Como seres humanos deberíamos también pensar y meditar sobre el valor (los valores) de la vida: la familia, la amistad, la paciencia, la bondad... Cuando fallece un conocido tendemos a resaltar todo lo bueno y a olvidar lo menos bueno de sus vidas. Qué bueno será que hiciéramos eso siempre. ¿Porqué no buscamos lo bueno sabiendo que eso es lo que queda?
 

Además, la muerte debería lanzarnos a la contemplación sobre el más allá. Sí, a meditar sobre las cosas últimas. ¿Qué valor tiene una vida que termina con la muerte? ¿Merece la pena? ¿No habrá de ser considerada un fracaso? ... Un no creyente carece de algo que nosotros poseemos, algo cuyo valor no solemos considerar: la fe en la vida eterna. ¿No está el olvido-ocultación de la muerte relacionado con el descenso de la fe?. “Ni el ojo vio, ni el oído oyó, ni mente alguna puede concebir lo que Dios tiene preparado para los que le aman” (1 Cor 2,9).
 
La muerte también nos debe llevar a meditar sobre los misterios cristianos.
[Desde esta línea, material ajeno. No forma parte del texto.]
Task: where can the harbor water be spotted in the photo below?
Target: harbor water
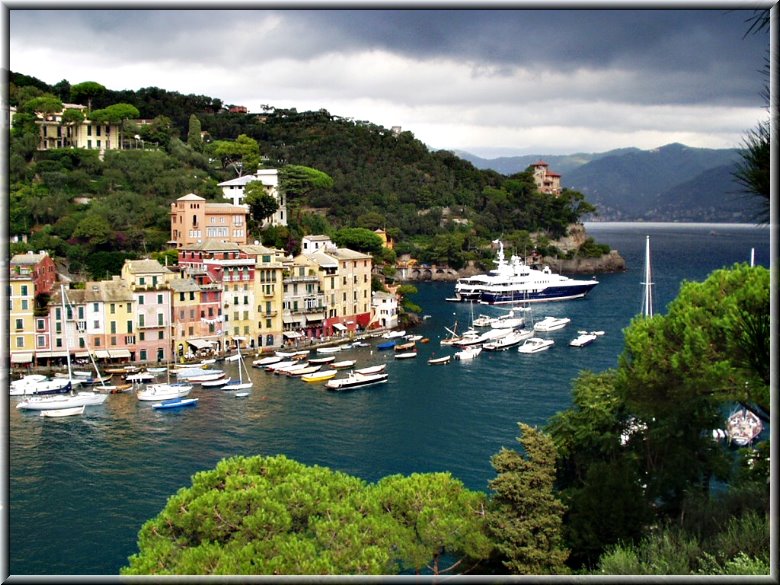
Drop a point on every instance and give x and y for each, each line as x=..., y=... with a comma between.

El seguimiento de Jesucristo, su vida y su enseñanza, nos dice que “resucitó al tercer día”. Y este artículo de nuestra fe es de tal importancia que “si Cristo no ha resucitado –dice san Pablo- vuestra fe carece de sentido... Si nuestra esperanza en Cristo no va más allá de esta vida, somos los más miserables de todos los hombres” (1 Cor 17.19). Para un cristiano la muerte, enfocada desde la resurrección, queda despojada de derrotismo y de negatividad; la muerte es parte del proceso de paso (Pascua). “Acuérdate de Jesucristo, resucitado de entre los muertos (Tm 2,8) ... Si con Él morimos, viviremos con Él" (Rm 14,8). 
 

El día dos de Noviembre no celebramos la derrota del hombre expuesto a una vida sin sentido. Conmemoramos a nuestros hermanos difuntos desde nuestra fe en la resurrección. No pensamos en nuestros familiares y amigos difuntos en clave de corrupción y muerte, sino en clave de resurrección y vida. En clave de Pascua: “Porque si hemos sido injertados en Cristo a través de una muerte semejante a la suya, también compartiremos su resurrección” (Rm 6,4). Pedimos la resurrección para nuestros difuntos : “Dales, Señor, el descanso eterno”; y la pedimos para los que aún viven entre nosotros (rezamos por los vivos, y actuamos para eliminar el dolor y la muerte que nos rodea); pedimos la resurrección, finalmente, para nosotros mismos: la muerte no es sólo física, también acecha al espíritu. Un espíritu que no alienta, que está apagado, hundido, deprimido, es un espíritu muerto. 
 
Señor Jesús, ¡resucita y da la vida eterna a nuestros hermanos difuntos! ¡Resucítanos a nosotros, Señor! ¡Ponnos en el camino que conduce a la vida eterna! Y tú, María, Madre de Dios y madre nuestra, “ruega por nosotros, ahora y en la hora de nuestra muerte”. Amén.